Personal information
- Born: January 29, 1994 (age 31) Hampton, Virginia, U.S.
- Listed height: 6 ft 0 in (1.83 m)
- Listed weight: 172 lb (78 kg)

Career information
- High school: Phoebus (Hampton, Virginia)
- College: Howard (2013–2017); Tennessee (2017–2018);
- NBA draft: 2018: undrafted
- Playing career: 2018–2018
- Position: Shooting guard

Career history
- 2018: Enosis Neon Paralimni

Career highlights
- AP Honorable Mention All-American (2016); NCAA scoring champion (2016); MEAC Player of the Year (2016); First-team All-MEAC (2016);

= James Daniel III =

American basketball player (born 1994)

James Edward Daniel III (born January 29, 1994) is an American former professional basketball player. He transferred from Howard University in Washington, D.C. He is notable for leading the NCAA in scoring as a junior in the 2015–16 season and was named the Mid-Eastern Athletic Conference Player of the Year the same season.

Daniel, a 5 ft 11 in shooting guard from Phoebus High School in Hampton, Virginia, came to Howard and immediately made an impact. After averaging 21 points per game, he was named Mid-Eastern Athletic Conference (MEAC) Rookie of the Year. During his sophomore season, Daniel became the first Howard player to score 1,000 points in his first two seasons. In his junior season, Daniel averaged 27.1 points per game to lead the country in scoring. He was named first-team All-MEAC and the conference player of the year.

Following an injury-plagued 2016–17 season where he was limited to two games, Daniel was granted an extra year of eligibility by the National Collegiate Athletic Association (NCAA). Daniel ultimately chose Tennessee, where he will be immediately eligible for the 2017–18 season.

Daniel reached the 2,000 career point milestone on December 20, 2017, in a home win over Furman.

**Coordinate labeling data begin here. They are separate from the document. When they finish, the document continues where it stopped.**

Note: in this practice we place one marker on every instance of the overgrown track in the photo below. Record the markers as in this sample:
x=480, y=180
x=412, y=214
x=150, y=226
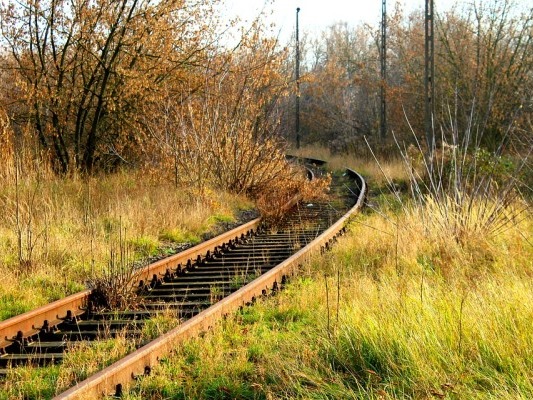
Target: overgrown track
x=199, y=285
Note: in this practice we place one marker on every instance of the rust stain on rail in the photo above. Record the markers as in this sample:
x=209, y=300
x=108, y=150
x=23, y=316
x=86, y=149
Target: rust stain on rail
x=30, y=323
x=137, y=363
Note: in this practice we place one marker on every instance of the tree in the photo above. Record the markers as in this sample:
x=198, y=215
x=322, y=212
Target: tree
x=84, y=68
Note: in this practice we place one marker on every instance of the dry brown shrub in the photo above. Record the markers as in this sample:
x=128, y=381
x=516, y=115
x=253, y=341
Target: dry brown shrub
x=278, y=195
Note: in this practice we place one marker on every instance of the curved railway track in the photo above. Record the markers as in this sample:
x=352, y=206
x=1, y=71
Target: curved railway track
x=200, y=285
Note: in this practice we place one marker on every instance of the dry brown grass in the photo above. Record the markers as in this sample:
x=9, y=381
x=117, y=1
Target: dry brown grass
x=61, y=230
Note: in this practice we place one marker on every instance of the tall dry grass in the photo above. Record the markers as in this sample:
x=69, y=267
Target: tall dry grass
x=57, y=232
x=389, y=313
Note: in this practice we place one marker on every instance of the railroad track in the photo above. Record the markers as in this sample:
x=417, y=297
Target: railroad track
x=199, y=285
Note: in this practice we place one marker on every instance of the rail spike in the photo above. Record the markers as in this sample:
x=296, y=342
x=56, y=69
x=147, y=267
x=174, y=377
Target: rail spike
x=197, y=316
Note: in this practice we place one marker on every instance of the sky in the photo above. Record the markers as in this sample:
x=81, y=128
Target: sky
x=316, y=15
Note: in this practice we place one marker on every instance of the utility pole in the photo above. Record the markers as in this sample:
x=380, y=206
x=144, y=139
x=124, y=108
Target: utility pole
x=297, y=82
x=429, y=78
x=383, y=59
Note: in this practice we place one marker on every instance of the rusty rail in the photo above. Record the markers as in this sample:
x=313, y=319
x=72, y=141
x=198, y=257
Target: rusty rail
x=29, y=323
x=111, y=380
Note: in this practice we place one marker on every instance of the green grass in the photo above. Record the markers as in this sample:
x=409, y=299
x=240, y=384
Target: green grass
x=69, y=226
x=411, y=316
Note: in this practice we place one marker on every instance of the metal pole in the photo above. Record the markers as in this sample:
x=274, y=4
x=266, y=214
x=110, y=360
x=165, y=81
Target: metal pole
x=297, y=82
x=429, y=75
x=383, y=58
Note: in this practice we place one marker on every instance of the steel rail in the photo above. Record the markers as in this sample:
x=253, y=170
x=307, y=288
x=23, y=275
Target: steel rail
x=30, y=323
x=112, y=380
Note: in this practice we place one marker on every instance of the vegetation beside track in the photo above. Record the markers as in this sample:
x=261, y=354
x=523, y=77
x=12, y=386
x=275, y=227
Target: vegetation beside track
x=399, y=309
x=64, y=230
x=388, y=314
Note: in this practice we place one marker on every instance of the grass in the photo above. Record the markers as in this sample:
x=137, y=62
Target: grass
x=67, y=226
x=405, y=315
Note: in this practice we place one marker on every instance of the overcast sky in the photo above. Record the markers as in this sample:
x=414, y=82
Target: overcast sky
x=315, y=15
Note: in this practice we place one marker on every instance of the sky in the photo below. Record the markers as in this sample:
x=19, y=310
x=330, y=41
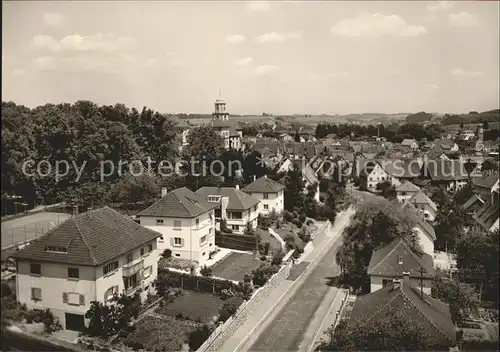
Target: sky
x=276, y=57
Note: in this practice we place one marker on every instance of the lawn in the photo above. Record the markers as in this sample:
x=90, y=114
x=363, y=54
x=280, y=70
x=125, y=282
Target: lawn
x=235, y=266
x=194, y=306
x=160, y=334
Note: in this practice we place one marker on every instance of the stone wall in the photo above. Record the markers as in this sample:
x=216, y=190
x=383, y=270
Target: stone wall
x=223, y=332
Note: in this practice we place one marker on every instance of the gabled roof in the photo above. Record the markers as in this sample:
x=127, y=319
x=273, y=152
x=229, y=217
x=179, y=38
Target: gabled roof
x=421, y=198
x=420, y=221
x=238, y=200
x=263, y=185
x=433, y=315
x=445, y=170
x=487, y=181
x=179, y=203
x=407, y=186
x=471, y=201
x=386, y=261
x=92, y=238
x=408, y=142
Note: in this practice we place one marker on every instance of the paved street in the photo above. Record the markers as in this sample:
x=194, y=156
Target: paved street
x=288, y=328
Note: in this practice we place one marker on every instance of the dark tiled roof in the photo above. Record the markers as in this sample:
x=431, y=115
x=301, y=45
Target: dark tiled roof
x=238, y=200
x=92, y=238
x=445, y=170
x=263, y=185
x=385, y=261
x=180, y=203
x=485, y=181
x=432, y=314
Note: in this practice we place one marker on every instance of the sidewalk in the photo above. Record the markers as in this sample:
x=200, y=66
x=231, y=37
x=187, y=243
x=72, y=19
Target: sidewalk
x=280, y=295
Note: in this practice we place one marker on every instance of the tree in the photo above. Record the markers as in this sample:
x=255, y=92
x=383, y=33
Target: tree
x=461, y=298
x=294, y=190
x=387, y=190
x=395, y=330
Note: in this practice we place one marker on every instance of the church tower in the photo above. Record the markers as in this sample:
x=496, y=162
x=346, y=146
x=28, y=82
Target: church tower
x=220, y=112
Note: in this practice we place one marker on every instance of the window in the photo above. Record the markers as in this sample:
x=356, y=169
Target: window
x=110, y=292
x=108, y=268
x=130, y=257
x=147, y=272
x=73, y=273
x=36, y=269
x=36, y=294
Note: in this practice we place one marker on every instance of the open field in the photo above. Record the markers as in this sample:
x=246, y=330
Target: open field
x=195, y=306
x=161, y=333
x=29, y=227
x=235, y=266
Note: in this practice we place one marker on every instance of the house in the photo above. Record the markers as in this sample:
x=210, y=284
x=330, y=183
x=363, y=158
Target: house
x=406, y=190
x=270, y=193
x=422, y=229
x=370, y=174
x=424, y=205
x=392, y=261
x=431, y=315
x=233, y=205
x=410, y=143
x=186, y=223
x=448, y=173
x=89, y=257
x=230, y=133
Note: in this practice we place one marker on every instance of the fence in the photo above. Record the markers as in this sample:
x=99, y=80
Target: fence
x=224, y=331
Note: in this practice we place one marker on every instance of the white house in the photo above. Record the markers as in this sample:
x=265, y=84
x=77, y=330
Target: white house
x=270, y=193
x=406, y=190
x=186, y=223
x=391, y=262
x=89, y=257
x=371, y=174
x=411, y=143
x=234, y=206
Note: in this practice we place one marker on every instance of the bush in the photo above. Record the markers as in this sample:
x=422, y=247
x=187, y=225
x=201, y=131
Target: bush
x=287, y=216
x=277, y=257
x=167, y=253
x=229, y=308
x=206, y=271
x=264, y=248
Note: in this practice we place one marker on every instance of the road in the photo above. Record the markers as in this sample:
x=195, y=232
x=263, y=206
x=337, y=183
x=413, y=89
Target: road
x=290, y=327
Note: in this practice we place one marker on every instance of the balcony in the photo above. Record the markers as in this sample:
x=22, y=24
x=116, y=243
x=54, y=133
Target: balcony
x=133, y=267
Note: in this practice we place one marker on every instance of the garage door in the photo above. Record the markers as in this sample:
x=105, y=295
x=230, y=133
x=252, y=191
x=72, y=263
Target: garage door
x=75, y=322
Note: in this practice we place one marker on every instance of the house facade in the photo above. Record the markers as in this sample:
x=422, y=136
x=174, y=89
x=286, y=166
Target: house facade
x=233, y=205
x=270, y=193
x=391, y=262
x=186, y=223
x=89, y=257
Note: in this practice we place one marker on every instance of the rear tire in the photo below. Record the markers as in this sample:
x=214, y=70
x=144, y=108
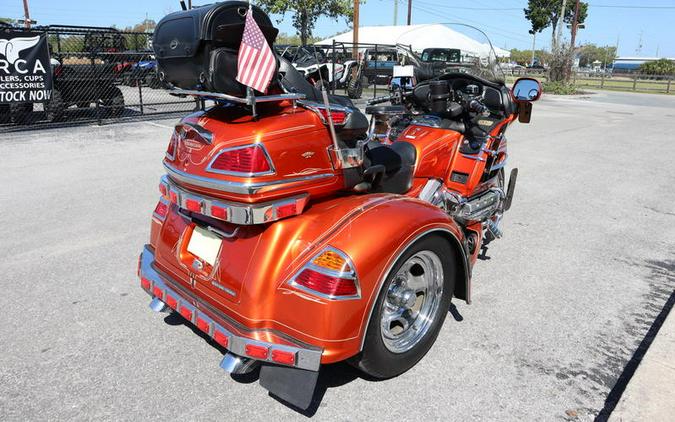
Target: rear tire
x=404, y=325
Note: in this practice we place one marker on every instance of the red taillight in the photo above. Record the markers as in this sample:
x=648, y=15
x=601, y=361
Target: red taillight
x=338, y=116
x=193, y=205
x=171, y=301
x=220, y=338
x=258, y=352
x=281, y=356
x=171, y=149
x=287, y=210
x=246, y=160
x=326, y=284
x=161, y=210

After ending undrafted he signed a contract overseas for Enosis Neon Paralimni. After only playing nine games in 2019 his contract was ended. He played in 2019 in The Basketball Tournament for Team Boo Williams. He played in 2019 also in the preseason of the G-League for the Northern Arizona Suns. In 2021 he played again in The Basketball Tournament this time for Bleed Virginia.